The oil shock triggered by the Iran conflict deserves special attention given its potential to reshape the macro landscape. History shows that oil price spikes above $100 have preceded recessions in 1973, 1979, 1990, and 2008. With recession odds already at multi-year highs and the Fed navigating a delicate balance between inflation and growth, the energy price surge could force a policy rethink. Consumer spending—the backbone of U.S. GDP—faces a direct tax from higher gasoline prices, while corporate margins outside the energy sector are likely to compress. The auto sector is already reeling from $35 billion in tariff losses, and higher fuel costs add insult to injury.
For investors, the playbook is shifting. Procter & Gamble (PG) and Johnson & Johnson (JNJ) are among companies announcing dividend increases in early April, reinforcing the appeal of defensive income strategies. Closed-end funds yielding an average of 10% are drawing attention from income-seekers. The crypto market's parallel selloff—Bitcoin down to $66K with a $1 trillion wipeout—suggests this is not merely a sector rotation but a broad de-risking event. The week ahead, with the jobs report on Good Friday and ongoing war developments, will be pivotal in determining whether this correction deepens into something more severe.
Daily Leaders
- Energy (XLE) was the clear daily and weekly leader, surging on oil's move past $100/barrel.
- NASDAQ 100 led index losses at -1.93%, dragged by Mag 7 and high-multiple tech names.
- Bitcoin dropped to $66,000, leading a $1 trillion crypto market wipeout amid extreme fear sentiment.
- LLY gained attention on a $2B AI drug development deal with Insilico Medicine.
Weekly Trends
- Energy (XLE) +4.93% and Materials (XLB) +2.85% led sectors as war-driven commodity inflation trades dominated.
- Tech (XLK) -5.16% and Comm. Services (XLC) -5.03% were the worst weekly performers, reflecting growth-to-value rotation.
- S&P 500 fell 3.22% for the week, approaching correction territory with recession odds at multi-year highs.
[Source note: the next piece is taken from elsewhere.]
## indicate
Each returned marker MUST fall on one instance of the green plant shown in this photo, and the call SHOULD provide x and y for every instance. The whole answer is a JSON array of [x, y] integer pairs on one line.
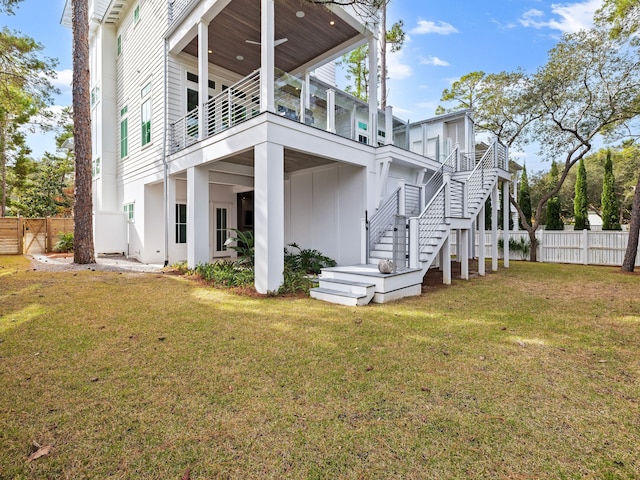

- Defensive sectors (Utilities +1.84%, Staples +0.75%, Healthcare -1.05%) broadly outperformed the benchmark.
Strategic Takeaway
The market is repricing for a prolonged geopolitical conflict with real economic consequences. Oil above $100, recession odds at multi-year highs, and a Fed caught between inflation and growth create a treacherous environment for risk assets. The weekly sector rotation—energy and materials surging while tech and communications crater—signals that investors are positioning for stagflationary conditions rather than a quick resolution. With the jobs report and ongoing Iran developments ahead, portfolio resilience hinges on energy exposure, defensive income (dividend growers like PG and JNJ), and disciplined hedging. The absence of dip-buying in Mag 7 names despite Wall Street's longer-term bullish calls suggests institutional conviction in further downside before any sustainable recovery takes hold.